Visual Question Answering

  1. Download VQA v2 dataset and Visual Genome dataset from the original websites VQA 2.0.
  2. Download and extract the provided dataset json files.
  3. In configs/vqa_mplug_base.yaml, set the paths for the json files and the image paths.
  4. Finetune the pre-trained mplug_base or large model using 8 A100 GPUs:
sh scripts/vqa_mplug_base.sh
sh scripts/vqa_mplug_large.sh
  1. Evaluate the result using the official evaluation server.

Image Captioning

  1. Download COCO Caption dataset from the original websites.
  2. Download and extract the provided dataset json files.
  3. Download language evalution tool(language_evalution).
  4. In configs/caption_mplug_base.yaml, set the paths for the json files and the image paths.
  5. Finetune the pre-trained mplug_base or large model using 8 A100 GPUs:
sh scripts/caption_mplug_base.sh
sh scripts/caption_mplug_large.sh

Image-text Retrieval

  1. Download MSCOCO or Flickr30k datasets from the original websites.
  2. Download and extract the provided dataset json files.
  3. In configs/retrieval_flickr30k_mplug_large.yaml or configs/retrieval_coco_mplug_large.yaml, set the paths for the json files and the image path.
  4. Finetune the pre-trained checkpoint using 8 A100 GPUs:
sh scripts/retrieval_flickr30k_mplug_large.sh
sh scripts/retrieval_coco_mplug_large.sh

Visual Grounding

  1. Download RefCOCO datasets from the original websites.
  2. Download and extract the provided dataset json files.
  3. In configs/grounding_mplug_large.yaml, set the paths for the json files and the image path.
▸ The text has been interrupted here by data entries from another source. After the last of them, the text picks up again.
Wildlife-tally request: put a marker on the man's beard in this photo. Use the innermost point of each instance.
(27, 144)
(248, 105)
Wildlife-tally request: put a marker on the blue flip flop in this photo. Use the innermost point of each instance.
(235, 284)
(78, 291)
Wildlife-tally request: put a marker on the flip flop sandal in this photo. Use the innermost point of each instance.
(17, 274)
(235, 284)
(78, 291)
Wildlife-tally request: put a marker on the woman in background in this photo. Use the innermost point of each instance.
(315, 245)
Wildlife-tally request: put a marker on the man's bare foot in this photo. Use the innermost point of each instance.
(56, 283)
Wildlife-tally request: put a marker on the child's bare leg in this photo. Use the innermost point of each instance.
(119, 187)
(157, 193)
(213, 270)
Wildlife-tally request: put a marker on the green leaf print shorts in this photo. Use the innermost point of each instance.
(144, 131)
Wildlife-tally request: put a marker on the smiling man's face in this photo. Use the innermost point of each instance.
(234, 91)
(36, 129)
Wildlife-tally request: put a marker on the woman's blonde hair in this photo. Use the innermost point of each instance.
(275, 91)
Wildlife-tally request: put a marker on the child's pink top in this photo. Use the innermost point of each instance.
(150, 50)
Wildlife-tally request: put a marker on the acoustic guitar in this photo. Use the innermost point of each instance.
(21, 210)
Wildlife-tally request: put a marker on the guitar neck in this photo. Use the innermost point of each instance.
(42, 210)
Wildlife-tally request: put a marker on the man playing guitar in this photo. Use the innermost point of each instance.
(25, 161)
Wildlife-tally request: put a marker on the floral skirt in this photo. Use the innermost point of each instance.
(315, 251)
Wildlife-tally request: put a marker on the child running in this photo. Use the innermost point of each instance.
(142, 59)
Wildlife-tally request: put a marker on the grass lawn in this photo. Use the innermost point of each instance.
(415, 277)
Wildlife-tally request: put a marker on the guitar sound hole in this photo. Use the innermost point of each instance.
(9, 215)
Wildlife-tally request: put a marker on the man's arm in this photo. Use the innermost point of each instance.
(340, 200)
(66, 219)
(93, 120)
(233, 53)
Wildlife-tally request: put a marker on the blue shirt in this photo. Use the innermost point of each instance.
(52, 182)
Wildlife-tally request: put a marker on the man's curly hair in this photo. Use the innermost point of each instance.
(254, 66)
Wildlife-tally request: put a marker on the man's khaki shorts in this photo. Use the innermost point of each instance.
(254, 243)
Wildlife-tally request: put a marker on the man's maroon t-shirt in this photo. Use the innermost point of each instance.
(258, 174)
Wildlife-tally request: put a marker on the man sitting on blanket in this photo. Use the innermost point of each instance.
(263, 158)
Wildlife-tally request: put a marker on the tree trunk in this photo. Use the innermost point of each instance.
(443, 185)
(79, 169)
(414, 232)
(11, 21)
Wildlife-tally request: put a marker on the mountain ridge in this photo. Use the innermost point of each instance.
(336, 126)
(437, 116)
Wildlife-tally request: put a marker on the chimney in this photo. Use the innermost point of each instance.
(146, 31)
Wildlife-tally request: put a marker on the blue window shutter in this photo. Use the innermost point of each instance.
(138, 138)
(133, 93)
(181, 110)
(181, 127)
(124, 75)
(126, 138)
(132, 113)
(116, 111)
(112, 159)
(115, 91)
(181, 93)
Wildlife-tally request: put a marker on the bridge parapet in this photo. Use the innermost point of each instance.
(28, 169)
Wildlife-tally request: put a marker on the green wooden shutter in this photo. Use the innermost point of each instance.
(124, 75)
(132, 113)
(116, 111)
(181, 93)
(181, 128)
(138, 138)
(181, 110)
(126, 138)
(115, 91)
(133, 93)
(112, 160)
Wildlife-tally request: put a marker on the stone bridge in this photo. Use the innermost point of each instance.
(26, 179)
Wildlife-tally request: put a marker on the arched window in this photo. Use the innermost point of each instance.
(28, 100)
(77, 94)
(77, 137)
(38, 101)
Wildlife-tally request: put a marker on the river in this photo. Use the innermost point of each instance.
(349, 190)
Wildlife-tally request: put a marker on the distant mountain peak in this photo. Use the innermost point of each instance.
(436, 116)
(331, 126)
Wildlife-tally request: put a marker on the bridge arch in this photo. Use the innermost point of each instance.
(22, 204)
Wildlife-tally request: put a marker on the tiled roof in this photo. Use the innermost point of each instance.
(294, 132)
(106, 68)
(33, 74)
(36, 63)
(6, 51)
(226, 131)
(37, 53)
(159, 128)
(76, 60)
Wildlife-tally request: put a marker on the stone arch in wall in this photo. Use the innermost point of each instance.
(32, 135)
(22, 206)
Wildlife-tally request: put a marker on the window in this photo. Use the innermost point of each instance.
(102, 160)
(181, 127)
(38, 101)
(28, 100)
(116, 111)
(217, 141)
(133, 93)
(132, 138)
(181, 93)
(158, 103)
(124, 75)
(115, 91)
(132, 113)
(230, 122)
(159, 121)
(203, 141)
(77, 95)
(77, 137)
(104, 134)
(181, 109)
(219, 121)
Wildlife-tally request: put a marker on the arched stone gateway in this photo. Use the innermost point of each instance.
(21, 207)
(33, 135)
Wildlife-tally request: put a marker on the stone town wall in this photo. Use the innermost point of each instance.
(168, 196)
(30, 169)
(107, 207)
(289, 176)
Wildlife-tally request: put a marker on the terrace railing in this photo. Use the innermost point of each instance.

Data preparation can follow TransVG
  4. Finetune the pre-trained checkpoint using 8 A100 GPUs:
 sh scripts/grounding_mplug_base.sh 

Zero-shot Video-text Retrieval

  1. Download MSRVTT datasets from the original websites.
  2. In configs/retrieval_msrvtt_mplug_large.yaml, set the paths for the json files and the video paths.
  3. To perform zero-shot evaluation, run:
sh scripts/retrieval_msrvtt_mplug_large.sh

Zero-shot Video Question Answering

  1. Download MSRVTT-QA datasets from the original websites.
  2. In configs/videoqa_msrvtt_mplug_base.yaml, set the paths for the json files and the video paths.
  3. To perform zero-shot evaluation, run:
sh scripts/videoqa_msrvtt_mplug_base.sh

Zero-shot Video Captioning

  1. Download VATEX datasets from the original websites.
  2. In configs/videocap_vatex_mplug_large.yaml, set the paths for the json files and the video paths.
  3. To perform zero-shot evaluation, run:
sh scripts/videocap_vatex_mplug_large.sh

Citation

If you use our work, please cite:

@article{li2022mplug,
  title={mPLUG: Effective and Efficient Vision-Language Learning by Cross-modal Skip-connections},
  author={Li, Chenliang and Xu, Haiyang and Tian, Junfeng and Wang, Wei and Yan, Ming and Bi, Bin and Ye, Jiabo and Chen, Hehong and Xu, Guohai and Cao, Zheng and others},
  journal={arXiv preprint arXiv:2205.12005},
  year={2022}
}

Acknowledgement

The implementation of mPLUG relies on resources from ALBEF, BLIP, and timm. We thank the original authors for their open-sourcing.